Estaba sentada sobre aquel áspero asiento de madera columpiándose de un lado a otro sin decir palabra alguna, tan sólo observando el atardecer. La tarde, holgazana, bostezaba con flojera. María aspiro un suave aire, cerró los ojos. Era calidez, era humedad, pedazos de densidad sobre la piel. Un mosquito con esos zumbidos que parecen penetrar la oreja perseguía a la niña. Ella frunció la nariz como si en fastidio, pensando que la perfección de su tarde de verano se acababa. Después… después estornudó tres veces. Hay leyendas que dicen que cuando uno estornuda tres veces seguidas es porque alguien piensa en dicha persona. Las leyendas, junto con la brisa, aparecen como caricias y se esfuman en la lejanía del mañana sin rastro alguno.
Eco distante, una voz llamando suplicante… tan sólo un susurro de mujer.
Es curioso cómo las horas también desaparecen. De noche María era ya otra. No pensaba en probar sus nuevas recetas de cocina que tiempo atrás le habían brindado tanta emoción; en recorrer el bosque temprano por la mañana y recolectar moras; en la cara de sus compañeros del colegio, tan borrosas por el mes de ausencia; en su nuevo vestido blanco que la hacia sentir como sirena con piernas; en su madre con voz suplicante.
Sin duda era verano, el aire gritaba su presencia con fugaz ferocidad.
María corrió del columpio hacia la casa; escuchaba tenue desesperación entre los ladridos del perro. Pensó que su madre era la mujer más bella que conocía porque cantaba con las estrellas, porque tenía esencia a manojo de margaritas. Los gritos rompieron el silencio, irrumpieron en los pensamientos. Se escuchaba como si se cayeran muchas cosas, quizá el estante de libros; objetos golpeando contra el piso.

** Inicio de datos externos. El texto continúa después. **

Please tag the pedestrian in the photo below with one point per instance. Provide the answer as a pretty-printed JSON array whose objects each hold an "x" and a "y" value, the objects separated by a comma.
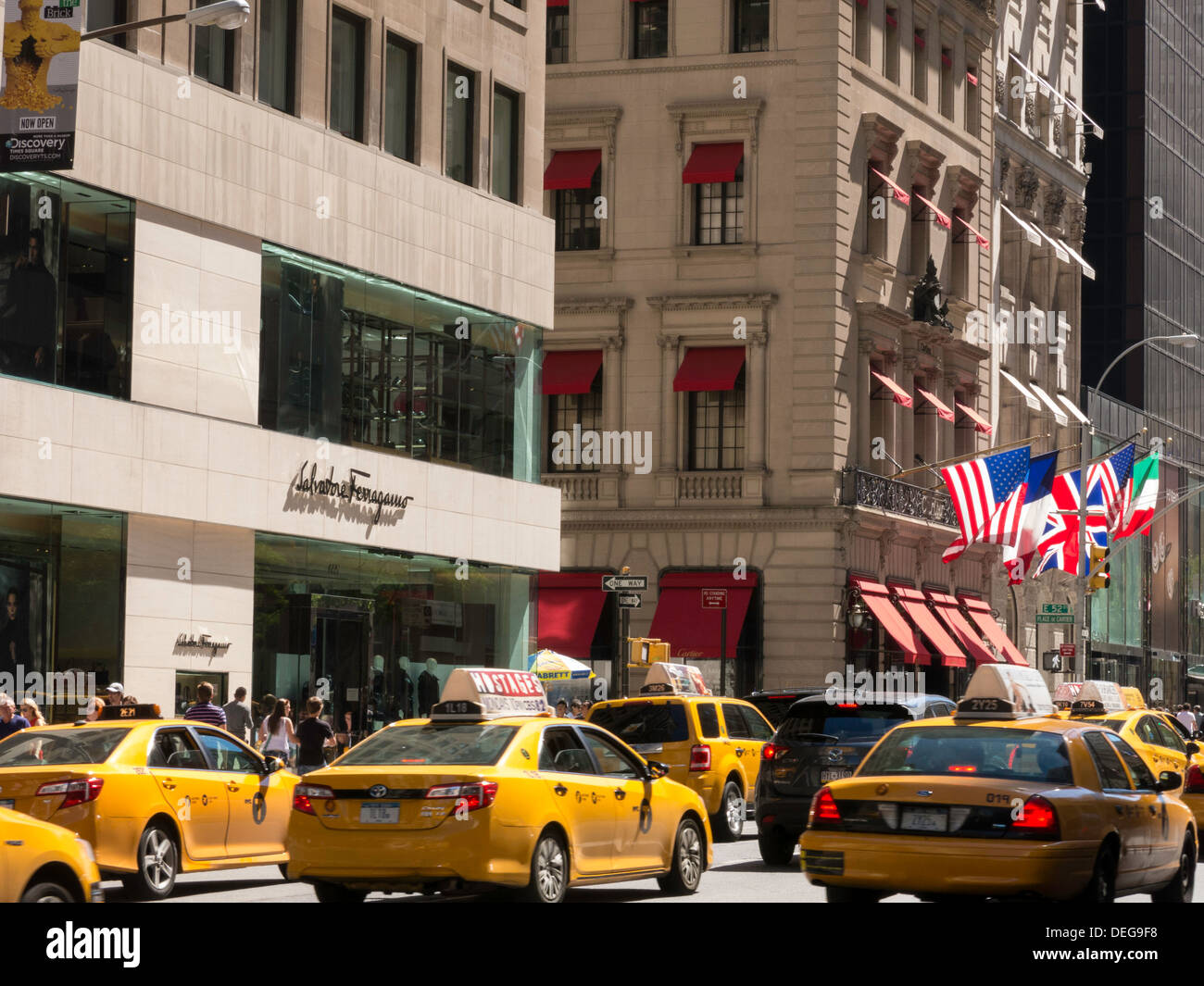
[
  {"x": 314, "y": 734},
  {"x": 276, "y": 733},
  {"x": 239, "y": 718},
  {"x": 29, "y": 709},
  {"x": 10, "y": 722},
  {"x": 204, "y": 709}
]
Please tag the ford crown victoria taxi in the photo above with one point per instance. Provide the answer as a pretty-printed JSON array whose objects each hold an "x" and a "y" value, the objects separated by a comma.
[
  {"x": 43, "y": 864},
  {"x": 1003, "y": 798},
  {"x": 493, "y": 793},
  {"x": 713, "y": 745},
  {"x": 153, "y": 797}
]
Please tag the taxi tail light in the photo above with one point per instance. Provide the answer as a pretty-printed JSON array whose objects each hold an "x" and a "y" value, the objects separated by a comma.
[
  {"x": 823, "y": 809},
  {"x": 1036, "y": 818},
  {"x": 73, "y": 791},
  {"x": 469, "y": 796},
  {"x": 304, "y": 796}
]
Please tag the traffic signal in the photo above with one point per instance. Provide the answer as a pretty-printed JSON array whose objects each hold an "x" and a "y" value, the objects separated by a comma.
[{"x": 1102, "y": 580}]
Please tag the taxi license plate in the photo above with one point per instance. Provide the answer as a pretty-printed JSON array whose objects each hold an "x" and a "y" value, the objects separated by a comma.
[
  {"x": 925, "y": 820},
  {"x": 381, "y": 813}
]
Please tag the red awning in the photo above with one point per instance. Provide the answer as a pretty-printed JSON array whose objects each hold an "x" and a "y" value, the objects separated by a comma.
[
  {"x": 916, "y": 607},
  {"x": 571, "y": 168},
  {"x": 982, "y": 616},
  {"x": 570, "y": 607},
  {"x": 899, "y": 630},
  {"x": 903, "y": 196},
  {"x": 943, "y": 409},
  {"x": 713, "y": 163},
  {"x": 944, "y": 220},
  {"x": 980, "y": 423},
  {"x": 898, "y": 393},
  {"x": 964, "y": 634},
  {"x": 713, "y": 368},
  {"x": 571, "y": 372},
  {"x": 978, "y": 236},
  {"x": 693, "y": 631}
]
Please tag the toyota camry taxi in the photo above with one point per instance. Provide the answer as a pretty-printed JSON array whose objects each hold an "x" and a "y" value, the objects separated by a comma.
[
  {"x": 493, "y": 793},
  {"x": 1002, "y": 798},
  {"x": 713, "y": 745},
  {"x": 153, "y": 797},
  {"x": 1151, "y": 733},
  {"x": 43, "y": 864}
]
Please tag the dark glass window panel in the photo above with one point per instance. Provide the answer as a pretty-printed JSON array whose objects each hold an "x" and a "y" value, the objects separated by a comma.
[
  {"x": 751, "y": 25},
  {"x": 347, "y": 53},
  {"x": 400, "y": 69},
  {"x": 460, "y": 104},
  {"x": 651, "y": 28},
  {"x": 278, "y": 53}
]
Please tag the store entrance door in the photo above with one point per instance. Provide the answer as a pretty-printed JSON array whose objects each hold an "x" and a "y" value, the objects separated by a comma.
[{"x": 340, "y": 661}]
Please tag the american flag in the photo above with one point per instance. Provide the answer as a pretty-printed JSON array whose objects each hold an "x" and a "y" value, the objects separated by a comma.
[{"x": 978, "y": 489}]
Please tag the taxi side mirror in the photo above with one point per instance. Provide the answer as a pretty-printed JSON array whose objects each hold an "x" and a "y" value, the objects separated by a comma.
[{"x": 1168, "y": 780}]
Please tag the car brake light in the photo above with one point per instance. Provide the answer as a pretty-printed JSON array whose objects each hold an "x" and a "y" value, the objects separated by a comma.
[
  {"x": 1036, "y": 818},
  {"x": 469, "y": 796},
  {"x": 823, "y": 808},
  {"x": 305, "y": 793},
  {"x": 75, "y": 791}
]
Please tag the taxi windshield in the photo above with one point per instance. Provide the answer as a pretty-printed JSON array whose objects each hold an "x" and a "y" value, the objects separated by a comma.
[
  {"x": 961, "y": 752},
  {"x": 55, "y": 748},
  {"x": 445, "y": 745}
]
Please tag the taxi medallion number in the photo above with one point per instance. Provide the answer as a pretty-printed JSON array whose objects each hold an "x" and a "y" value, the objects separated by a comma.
[{"x": 381, "y": 813}]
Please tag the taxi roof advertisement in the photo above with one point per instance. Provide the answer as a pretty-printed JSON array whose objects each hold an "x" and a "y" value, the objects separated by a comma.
[{"x": 39, "y": 92}]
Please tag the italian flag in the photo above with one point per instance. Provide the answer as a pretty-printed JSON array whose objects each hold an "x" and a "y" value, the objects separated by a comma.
[{"x": 1140, "y": 497}]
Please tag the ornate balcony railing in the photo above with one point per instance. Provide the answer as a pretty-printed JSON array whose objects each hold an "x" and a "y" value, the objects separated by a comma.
[
  {"x": 574, "y": 486},
  {"x": 865, "y": 489}
]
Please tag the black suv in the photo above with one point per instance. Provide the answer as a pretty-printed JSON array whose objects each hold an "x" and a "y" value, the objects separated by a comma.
[{"x": 818, "y": 742}]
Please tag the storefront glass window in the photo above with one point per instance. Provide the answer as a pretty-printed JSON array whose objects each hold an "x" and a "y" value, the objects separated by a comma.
[
  {"x": 65, "y": 283},
  {"x": 61, "y": 571},
  {"x": 374, "y": 364},
  {"x": 376, "y": 633}
]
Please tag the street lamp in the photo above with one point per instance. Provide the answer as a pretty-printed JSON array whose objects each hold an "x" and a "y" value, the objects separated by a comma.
[
  {"x": 227, "y": 15},
  {"x": 1184, "y": 340}
]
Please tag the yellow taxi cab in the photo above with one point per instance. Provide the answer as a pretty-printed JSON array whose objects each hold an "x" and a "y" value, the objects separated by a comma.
[
  {"x": 1003, "y": 798},
  {"x": 1155, "y": 734},
  {"x": 153, "y": 797},
  {"x": 43, "y": 864},
  {"x": 493, "y": 793},
  {"x": 713, "y": 745}
]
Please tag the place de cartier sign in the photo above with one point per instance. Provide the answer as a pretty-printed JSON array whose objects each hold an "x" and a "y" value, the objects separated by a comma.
[{"x": 345, "y": 497}]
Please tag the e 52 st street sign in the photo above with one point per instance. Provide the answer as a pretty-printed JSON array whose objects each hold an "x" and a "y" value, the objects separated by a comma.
[{"x": 625, "y": 583}]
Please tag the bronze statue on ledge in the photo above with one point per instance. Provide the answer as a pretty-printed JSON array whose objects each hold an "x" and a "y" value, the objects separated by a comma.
[{"x": 927, "y": 300}]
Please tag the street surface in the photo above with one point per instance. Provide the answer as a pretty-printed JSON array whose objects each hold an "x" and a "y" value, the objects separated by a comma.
[{"x": 738, "y": 876}]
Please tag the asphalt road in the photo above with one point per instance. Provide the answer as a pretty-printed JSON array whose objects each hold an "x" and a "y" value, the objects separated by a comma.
[{"x": 737, "y": 876}]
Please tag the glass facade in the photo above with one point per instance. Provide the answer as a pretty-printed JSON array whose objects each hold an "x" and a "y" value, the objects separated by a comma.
[
  {"x": 63, "y": 577},
  {"x": 65, "y": 283},
  {"x": 374, "y": 364},
  {"x": 376, "y": 633}
]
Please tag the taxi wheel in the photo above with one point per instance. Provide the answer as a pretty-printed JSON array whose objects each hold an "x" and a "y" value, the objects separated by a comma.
[
  {"x": 549, "y": 870},
  {"x": 687, "y": 861},
  {"x": 157, "y": 866},
  {"x": 1179, "y": 891},
  {"x": 1102, "y": 888},
  {"x": 47, "y": 893},
  {"x": 729, "y": 822}
]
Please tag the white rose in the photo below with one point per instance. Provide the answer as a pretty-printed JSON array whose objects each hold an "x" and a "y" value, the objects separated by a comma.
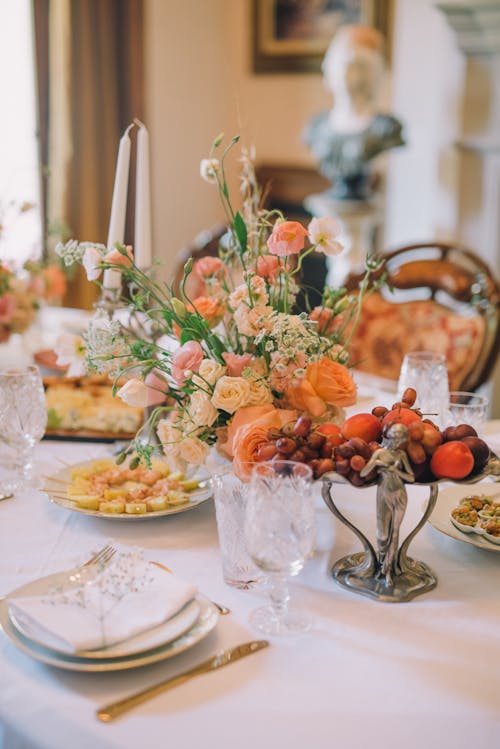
[
  {"x": 170, "y": 437},
  {"x": 134, "y": 393},
  {"x": 230, "y": 393},
  {"x": 193, "y": 450},
  {"x": 259, "y": 392},
  {"x": 201, "y": 409},
  {"x": 209, "y": 372}
]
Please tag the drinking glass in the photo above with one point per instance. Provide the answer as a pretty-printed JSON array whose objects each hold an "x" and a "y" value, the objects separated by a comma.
[
  {"x": 23, "y": 418},
  {"x": 230, "y": 496},
  {"x": 467, "y": 408},
  {"x": 279, "y": 529},
  {"x": 426, "y": 372}
]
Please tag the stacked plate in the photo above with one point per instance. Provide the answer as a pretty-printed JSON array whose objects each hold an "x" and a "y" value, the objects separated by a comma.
[{"x": 180, "y": 632}]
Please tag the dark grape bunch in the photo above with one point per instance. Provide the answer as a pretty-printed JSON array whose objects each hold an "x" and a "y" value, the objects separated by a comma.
[{"x": 454, "y": 453}]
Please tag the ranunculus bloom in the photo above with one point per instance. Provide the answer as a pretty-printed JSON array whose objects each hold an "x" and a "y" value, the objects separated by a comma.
[
  {"x": 187, "y": 357},
  {"x": 91, "y": 261},
  {"x": 117, "y": 258},
  {"x": 326, "y": 382},
  {"x": 268, "y": 267},
  {"x": 287, "y": 238},
  {"x": 322, "y": 233},
  {"x": 208, "y": 266}
]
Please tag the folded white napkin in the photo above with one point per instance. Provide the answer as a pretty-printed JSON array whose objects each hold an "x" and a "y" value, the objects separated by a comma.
[{"x": 127, "y": 597}]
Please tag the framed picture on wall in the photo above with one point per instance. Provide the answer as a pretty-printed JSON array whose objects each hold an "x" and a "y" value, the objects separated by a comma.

Después cesaron los gritos, silencio nuevamente.
Hay veces en que sólo un viento violento puede curar las heridas.
María vio a su madre con el ojo hinchado, casi palpitante. Pedazos de florero sobre el piso y libros en todas partes, hojas sin nombre.
-¿Mamá?- María dijo tímidamente, casi con miedo.
Su madre empacó; arrasó con todo lo que tenía y lo metió en dos viejas maletas sucias. No podía hablar porque lloraba tanto, pero aunque no hubiera estado berreando quizá tampoco hubiera dicho nada. Su ojo ya morado le saltaba de la cara como si cobrara vida propia. María lloraba junto con ella, queriendo aferrarse a un instante más, pretendiendo que no sabía. La madre se despidió de su hija con un beso perdido en la frente, sin explicaciones, dejándola con nada más que el incesante llanto.
Se hacía de noche y María ya no pensaba. Sentía terror mientras veía el cielo cayendo con una máscara oscura. ¿Ya no tenía madre? Era extraño, sabía que ya no habría nadie quien la protegiera.
El columpio colgado del árbol yacía caído, sin soporte, tan sólo en el piso como un rastro del recuerdo de una niña y la brisa de su verano; como el recuerdo de una persona que pensaba en ella, que tal vez en la noche llegaría como león deseando devorar a otra fiera.